The region is unique in the fact that it belongs to two states: Washington and Oregon. Walla Walla is a sub-AVA of the larger Columbia Valley AVA. As you can see from the VinMap below; two-thirds of the AVA belongs in Washington while one-third belongs in Oregon. A majority of the grapes are grown on the Oregon side of the Walla Walla AVA, however, most of the winery facilities and tasting rooms belong on the Washington side.
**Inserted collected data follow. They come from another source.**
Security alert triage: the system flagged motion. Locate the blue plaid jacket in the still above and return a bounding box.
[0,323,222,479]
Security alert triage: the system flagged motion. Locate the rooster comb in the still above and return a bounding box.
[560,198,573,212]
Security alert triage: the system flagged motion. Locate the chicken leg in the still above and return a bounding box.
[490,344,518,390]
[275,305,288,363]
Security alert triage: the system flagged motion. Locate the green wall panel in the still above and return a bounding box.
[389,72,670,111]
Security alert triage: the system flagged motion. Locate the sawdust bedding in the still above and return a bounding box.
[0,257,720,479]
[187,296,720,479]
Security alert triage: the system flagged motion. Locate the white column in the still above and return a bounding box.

While winemaking began nearly two centuries ago, many setbacks delayed the boom of the wine industry in Walla Walla. Settlers and immigrant workers came to the county for the Gold Rush and agricultural work. After the Gold Rush ended, the chance of building a railway bypassed, Prohibition began, and devastating bouts of frost set in; the industry didn’t get to see much growth until the 1970s and 80s. Now it is the second largest growing region in Washington. The county is out-of-the-way but has been a hot spot for destination wine lovers with crowds from the greater Seattle area, Portland, Lewiston and Coeur d’Alene, Idaho.
Accurately deeming itself “Napa in Blue Jeans”, Walla Walla has a laid back and welcoming atmosphere. But don’t let that fool you, Walla Walla is home to many international award-winning wines. The region is home to many cult wineries like Leonetti Cellars, L’ECole No.41, and Woodward Canyon Winery who have led the way in creating a successful destination wine region.
Food and art are also a huge part of the counties culture. You will find an abundance of award-winning farm-to-table focused restaurants, utilizing all of the local produce and animals grown there. Art classes, auctions, and art shows are weekly events in Walla Walla.
The colleges there put on a large portion of the community events including plays and kids fairs. They even have their own winery that their winemaking students run where you can go tasting and buy their wine. Many of the local restaurants feature a rotating stock of local wines, including College Cellars.
Climate and Soil
Walla Walla County has an average temperature of 63 degrees, so it is fairly warm with cool nights. It is a warm climate, but it does have some threat of frosts in the early spring months. Luckily, it is quite breezy and dry so there are little issues with mold or mildew. The Oregon side of the AVA tends to be a bit warmer with less threat of frost.
Most of the soil around there is wind-deposited loess or silt. Silt retains water and heat, so it helps protect the roots from frost, but it can be hard to grow deep-rooted vines. These soils add to the highly aromatic and smooth-tannin profile of Walla Walla wines. Rolling mountains on the outskirts of the Valley are prime spots for growing vines. Many of the vineyards on the Oregon side are filled with large pebbles that surround the vines, radiating heat throughout the night which helps increase the vines growth.
Ample sunshine and an abundance of growing degree days lead the grapes to grow thicker skins, making a more tannic wine. This leads to the boldness and ageability you will find in most of the wines grown here.
Walla Walla is very red focused with a couple of wineries like Lagana Cellars specializing in white wines. With nearly 3,000 acres of vines planted; it is Cabernet Sauvignon dominate at 40%. Merlot and Syrah also have around 15% of the acres.
Other varietals you will see is Cabernet Franc, Malbec, Petit Verdot, Chardonnay, Sangiovese, Grenache, Tempranillo, Viogner, Pinot Noir, Sémillon, and many more. While most wineries have at least a couple of white wines, the white grape production cannot keep up with the demand so you will see that a lot of the wineries source their white grapes from other areas of the Columbia Valley AVA.
Walla Walla AVA still holds on to the French influence it began with in the 1850s. While most of the varietals are French, there are some wineries that specialize in Italian and Spanish wines. Many of the wineries hold on to Old World winemaking traditions with small New World twists.
Walla Walla is the perfect place to experience wine, whether you are just beginning to enjoy it or you have been collecting for years. The perfect blend of wine, fine foods, artsy shops, and welcoming atmosphere is quite dreamy. Many people come by for a three-day weekend of wine tasting. Booking a hotel or Airbnb at a vineyard and taking one of their wine tour buses will let you experience the wineries all over the county. Walla Walla is where fine wine meets American roots.